Dessa forma, em detida análise do caso concreto, verifica-se que o último débito ocorreu em março de 2012 e o ajuizamento da ação em setembro de 2020, configurando um lapso temporal de 8 (oito) anos, restando afastada a prescrição do pleito.
Outrossim, quanto à responsabilidade civil da concessionária de energia elétrica, em que pese a aplicabilidade do Código de Defesa do Consumidor neste caso concreto, com o direito à inversão do ônus probatório, cabe a parte autora provar minimamente aquilo que alega.
Nesse sentido, embora sob a égide do CDC, está ausente a prova mínima do alegado, haja vista que a apelante não junta nenhum documento apto a comprovar que a concessionária de energia incorreu em falha grave da prestação de serviços.
Segue jurisprudência pátria de casos semelhantes:
APELAÇÃO CÍVEL. DIREITO DO CONSUMIDOR. CONTRATO DE PRESTAÇÃO DE SERVIÇO DE ENERGIA ELÉTRICA. INTERRUPÇÃO NO FORNECIMENTO DURANTE VARIOS MESES NÃO DEMONSTRADO. AUSÊNCIA DE PROVA MÍNIMA DOS FATOS CONSTITUTIVOS DO DIREITO AUTORAL. IMPROCEDENCIA DO PEDIDO. MANUTENÇÃO DA SENTENÇA. A hipótese é de responsabilidade objetiva do fornecedor pelo fato do serviço, aplicando-se o art. 14 do CDC. A responsabilidade objetiva pode ser afastada caso seja rompido o nexo de causalidade, através da comprovação de uma de suas excludentes: caso fortuito, força maior e fato exclusivo da vítima. É justamente a ausência da prova do próprio fato lesivo e, consequentemente do nexo de causalidade com os danos, que infirma, nestes autos, a pretensão da apelante. Os autos são carentes de prova mínima que o imóvel tenha ficado sem o fornecimento de energia elétrica. Improcedência do pedido. Conhecimento e desprovimento do recurso. (TJ-RJ - APL: 00085871420188190054, Relator: Des(a). ROGÉRIO DE OLIVEIRA SOUZA, Data de Julgamento: 09/03/2022, SEXTA CÂMARA CÍVEL, Data de Publicação: 15/03/2022)
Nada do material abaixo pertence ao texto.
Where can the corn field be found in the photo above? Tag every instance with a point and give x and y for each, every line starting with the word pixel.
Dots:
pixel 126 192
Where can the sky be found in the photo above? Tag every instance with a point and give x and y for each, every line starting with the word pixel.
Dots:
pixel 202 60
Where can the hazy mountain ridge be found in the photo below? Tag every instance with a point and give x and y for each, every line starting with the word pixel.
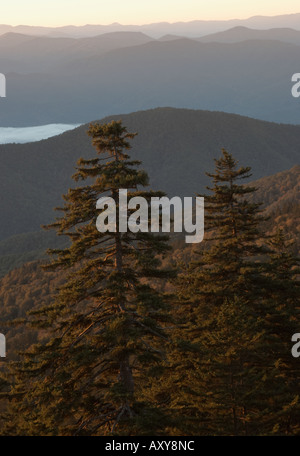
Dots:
pixel 251 78
pixel 193 28
pixel 34 176
pixel 238 34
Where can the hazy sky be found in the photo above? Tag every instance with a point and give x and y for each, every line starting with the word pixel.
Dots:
pixel 79 12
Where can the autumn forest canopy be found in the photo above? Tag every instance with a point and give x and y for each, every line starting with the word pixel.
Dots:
pixel 137 333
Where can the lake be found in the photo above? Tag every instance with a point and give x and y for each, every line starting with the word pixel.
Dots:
pixel 31 134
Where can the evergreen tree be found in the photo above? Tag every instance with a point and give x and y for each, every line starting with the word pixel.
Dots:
pixel 224 361
pixel 105 330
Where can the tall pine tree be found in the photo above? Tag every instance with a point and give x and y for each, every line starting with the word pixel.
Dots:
pixel 223 360
pixel 105 330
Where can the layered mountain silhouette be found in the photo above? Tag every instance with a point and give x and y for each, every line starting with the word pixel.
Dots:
pixel 192 29
pixel 64 80
pixel 238 34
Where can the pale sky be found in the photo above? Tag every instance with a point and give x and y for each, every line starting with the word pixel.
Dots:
pixel 79 12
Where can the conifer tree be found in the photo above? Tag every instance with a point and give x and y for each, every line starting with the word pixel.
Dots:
pixel 224 360
pixel 105 330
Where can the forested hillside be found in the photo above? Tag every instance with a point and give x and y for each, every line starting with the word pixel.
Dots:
pixel 176 147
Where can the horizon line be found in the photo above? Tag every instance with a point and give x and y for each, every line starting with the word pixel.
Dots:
pixel 151 23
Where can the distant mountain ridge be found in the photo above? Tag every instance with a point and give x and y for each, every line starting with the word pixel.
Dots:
pixel 192 29
pixel 176 147
pixel 59 80
pixel 238 34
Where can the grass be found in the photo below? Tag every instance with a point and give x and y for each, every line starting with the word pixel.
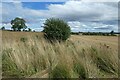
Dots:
pixel 26 54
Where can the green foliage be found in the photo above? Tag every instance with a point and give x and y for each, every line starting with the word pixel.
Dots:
pixel 3 28
pixel 56 29
pixel 9 68
pixel 23 39
pixel 18 24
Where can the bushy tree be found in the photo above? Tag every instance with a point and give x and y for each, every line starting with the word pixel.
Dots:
pixel 18 24
pixel 56 29
pixel 29 29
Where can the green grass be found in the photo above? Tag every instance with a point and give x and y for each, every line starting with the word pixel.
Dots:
pixel 31 54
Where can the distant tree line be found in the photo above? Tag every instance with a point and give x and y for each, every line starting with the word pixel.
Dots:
pixel 18 24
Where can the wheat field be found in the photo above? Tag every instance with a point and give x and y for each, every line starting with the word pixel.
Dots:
pixel 28 54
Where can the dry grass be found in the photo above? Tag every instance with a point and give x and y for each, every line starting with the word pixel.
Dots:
pixel 28 54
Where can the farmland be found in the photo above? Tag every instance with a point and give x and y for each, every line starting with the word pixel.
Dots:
pixel 28 54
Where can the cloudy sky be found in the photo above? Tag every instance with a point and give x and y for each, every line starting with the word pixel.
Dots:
pixel 81 16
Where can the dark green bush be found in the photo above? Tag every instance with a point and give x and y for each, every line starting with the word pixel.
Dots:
pixel 56 29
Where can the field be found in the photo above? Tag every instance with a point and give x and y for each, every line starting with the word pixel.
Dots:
pixel 28 54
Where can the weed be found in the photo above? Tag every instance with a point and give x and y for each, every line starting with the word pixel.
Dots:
pixel 23 39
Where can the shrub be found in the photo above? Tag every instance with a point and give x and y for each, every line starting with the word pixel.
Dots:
pixel 56 29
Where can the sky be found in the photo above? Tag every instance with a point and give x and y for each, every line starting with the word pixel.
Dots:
pixel 80 16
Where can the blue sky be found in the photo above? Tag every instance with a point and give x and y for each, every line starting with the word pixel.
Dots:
pixel 81 16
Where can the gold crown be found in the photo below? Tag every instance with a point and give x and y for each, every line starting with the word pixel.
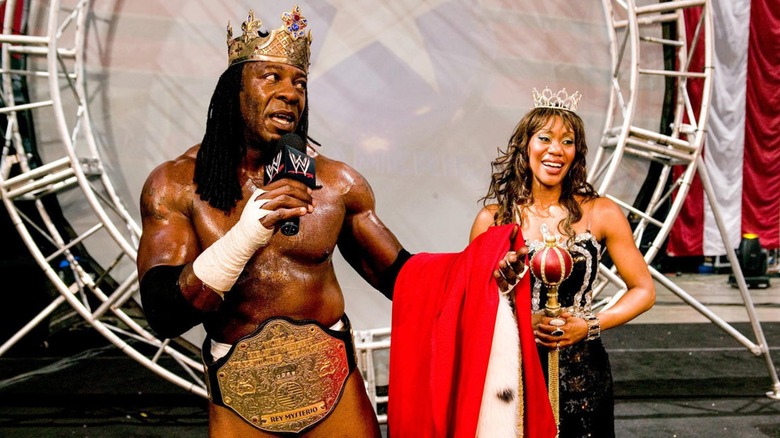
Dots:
pixel 289 44
pixel 560 100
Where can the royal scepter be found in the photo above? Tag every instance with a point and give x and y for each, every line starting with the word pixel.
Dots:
pixel 552 265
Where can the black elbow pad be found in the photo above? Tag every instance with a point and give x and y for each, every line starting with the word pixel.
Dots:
pixel 169 314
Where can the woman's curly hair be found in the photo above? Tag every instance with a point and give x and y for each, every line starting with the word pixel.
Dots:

Portanto, no que se refere à falha na prestação do serviço, a parte autora não se desincumbiu minimamente do seu ônus probatório.
Assim, forte no exposto e nos autos do processo, evidencia-se a necessidade de manutenção da sentença em todos os seus termos.
IV. DISPOSITIVO
Com estes fundamentos, NEGO PROVIMENTO ao recurso, para manter incólume a sentença proferida pelo juízo a quo.
Mantenho as custas conforme fixadas na origem e majoro os honorários advocatícios para R$ 1.600,00 (mil e seiscentos reais), mantendo, contudo, a suspensão da cobrança em razão dos benefícios da justiça gratuita.
Preclusas as vias impugnativas, dê-se baixa na distribuição. É como voto.
Teresina (PI), datado e assinado eletronicamente.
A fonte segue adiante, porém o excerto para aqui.